En 1778 Francia se involucró en la guerra contra Inglaterra por la independencia de las 13 colonias de norteamérica. Posteriormente la economía tuvo años prósperos, se incentivó el desarrollo agrícola, el proteccionismo fue menos rígido, y floreció el comercio marítimo; pero la bonanza duró hasta 1778 cuando una serie de vendimias abundantes hundió el precio del vino, se sumó una mala cosecha. Ante la crisis el Estado se declaró en quiebra y convocó una asamblea de “notables”, los que pidieron la convocatoria de los Estados Generales.

 

Los franceses continuaban divididos en tres Órdenes o Estados: clero, nobleza y Tercer Estado. Los Estados Generales debían estar conformados por los tres órdenes, iguales en número, deliberar separadamente y tener cada una de ellos derecho de voto. La burguesía hábilmente pidió para el Tercer Estado tantos diputados como el clero y la nobleza juntos; añadiendo el voto por cabeza.

 

La Revolución Francesa comenzó en 1787 y fue al principio una revolución aristocrática. El Tercer Estado dirigió la revolución y obtuvo en mayor provecho, dirigido por la burguesía integrada por los financieros al servicio del Estado, los comerciantes marítimos y los negociantes pequeños del rubro industrial. El Tercer Estado urbano pudo unirse contra la aristocracia, y los obreros siguieron a los artesanos que les daban trabajo; existía abundancia de mano de obra, salarios bajos, precios altos y desempleo, la preocupación del obrero era contratarse.
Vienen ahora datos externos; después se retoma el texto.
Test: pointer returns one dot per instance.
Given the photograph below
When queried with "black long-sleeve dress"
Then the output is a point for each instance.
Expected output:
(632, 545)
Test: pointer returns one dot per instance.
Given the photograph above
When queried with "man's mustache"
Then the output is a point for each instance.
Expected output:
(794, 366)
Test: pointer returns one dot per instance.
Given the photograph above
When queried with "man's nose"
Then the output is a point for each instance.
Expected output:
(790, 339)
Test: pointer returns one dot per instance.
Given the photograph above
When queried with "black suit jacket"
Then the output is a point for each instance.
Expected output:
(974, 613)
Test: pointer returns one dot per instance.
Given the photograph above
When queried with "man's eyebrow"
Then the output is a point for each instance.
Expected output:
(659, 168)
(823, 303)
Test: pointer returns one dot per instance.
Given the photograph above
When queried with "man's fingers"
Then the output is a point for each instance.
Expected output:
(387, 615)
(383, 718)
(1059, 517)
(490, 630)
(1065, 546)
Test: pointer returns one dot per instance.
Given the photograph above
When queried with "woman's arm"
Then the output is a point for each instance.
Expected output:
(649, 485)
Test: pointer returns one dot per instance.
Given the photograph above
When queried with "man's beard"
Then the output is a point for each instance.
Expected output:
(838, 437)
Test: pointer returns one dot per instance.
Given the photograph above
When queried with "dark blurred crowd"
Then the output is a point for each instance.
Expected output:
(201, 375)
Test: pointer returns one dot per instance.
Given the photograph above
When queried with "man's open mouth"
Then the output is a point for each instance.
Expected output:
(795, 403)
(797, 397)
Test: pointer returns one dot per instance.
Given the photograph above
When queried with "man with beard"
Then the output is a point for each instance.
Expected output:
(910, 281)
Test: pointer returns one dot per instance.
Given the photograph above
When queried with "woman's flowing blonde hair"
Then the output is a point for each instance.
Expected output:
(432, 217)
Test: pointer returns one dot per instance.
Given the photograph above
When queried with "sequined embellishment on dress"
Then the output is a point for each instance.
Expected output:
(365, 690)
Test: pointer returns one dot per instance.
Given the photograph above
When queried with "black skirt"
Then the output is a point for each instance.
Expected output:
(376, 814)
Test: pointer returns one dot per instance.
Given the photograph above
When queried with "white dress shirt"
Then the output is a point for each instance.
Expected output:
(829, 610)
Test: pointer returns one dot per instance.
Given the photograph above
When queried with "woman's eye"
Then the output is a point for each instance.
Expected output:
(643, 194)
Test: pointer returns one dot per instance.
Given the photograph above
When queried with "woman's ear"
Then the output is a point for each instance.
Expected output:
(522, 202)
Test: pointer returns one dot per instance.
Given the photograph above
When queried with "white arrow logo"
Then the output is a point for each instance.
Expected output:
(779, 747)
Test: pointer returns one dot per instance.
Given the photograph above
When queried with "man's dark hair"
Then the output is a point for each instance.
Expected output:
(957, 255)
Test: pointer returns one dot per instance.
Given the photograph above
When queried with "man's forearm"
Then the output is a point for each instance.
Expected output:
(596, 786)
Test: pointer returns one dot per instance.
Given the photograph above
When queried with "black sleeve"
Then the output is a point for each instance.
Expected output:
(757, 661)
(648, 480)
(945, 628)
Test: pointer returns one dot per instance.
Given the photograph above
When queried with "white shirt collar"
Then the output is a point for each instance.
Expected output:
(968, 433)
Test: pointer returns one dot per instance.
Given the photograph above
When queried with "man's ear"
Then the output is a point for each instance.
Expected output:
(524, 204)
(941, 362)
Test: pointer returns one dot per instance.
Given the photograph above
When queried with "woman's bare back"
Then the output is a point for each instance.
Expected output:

La burguesía unió fuerzas como portavoz de Tercer Estado; burgueses y privilegiados se enfrentaron en referencia al problema doble de la representación y la votación en los Estados Generales. Se redactaron los “cuadernos de quejas”. Mediante la publicación de ¿Qué es el Tercer Estado? de Sieyés, la burguesía manifestó su pretensión de controlar los destinos de la nación. Comenzó un movimiento popular que no se interrumpió hasta el estallido de la revolución.

 

Por su parte, los campesinos trabajaban la mayor parte de la tierra en propiedad, aparcería o arriendo, pero muchos no podían subsistir debiendo recurrir a la mendicidad. El motín del hambre rompía la estructura administrativa y social; pero lo que más molesto a los campesinos fueron los atentados a los derechos colectivos. Se opusieron a la aristocracia; pero también existía un conflicto con la burguesía, los campesinos juzgaban que la sociedad debía reglamentar el derecho de propiedad para asegurar a todos el derecho superior de vivir del trabajo. (G. Lefebvre)

 

Los Estados Generales se reunieron el 5 de mayo, sobre una crisis en ascenso y la inquietud popular; los plebeyos consideraron que el rey iba a apoyar al clero y la nobleza, por lo que se negó a deliberar como asamblea separada, pero no se llegó a un acuerdo. El Tercer Estado invito a los restantes órdenes a reunirse en una sesión común para designar una autoridad común; el 17 de junio se arrogó el título de Asamblea Nacional, emitiendo dos decretos: que la disolución de la Asamblea anularía a los impuestos; y que aprobada una Constitución la deuda pública correspondería a toda la nación. El 20 de junio la Asamblea se vio impedida de utilizar la cámara, sesionó en una cancha de frontón cercana, jurando no disolverse hasta la establecer una Constitución; días después se integró el clero.

 

La realeza intentó tomar medidas para disolver la Asamblea pero sus planes abortaron tras un levantamiento popular, la destitución de Necker fue la chispa que desencadenó la revolución. El rey consentía en convertirse en monarca constitucional y en garantizar los derechos civiles del ciudadano. El Comité de Electores  actuó como un gobierno provisional de la ciudad y decidió detener el armamento indiscriminado de la población; se organizó una Guardia Nacional; el 14 de julio el pueblo asaltó la Bastilla.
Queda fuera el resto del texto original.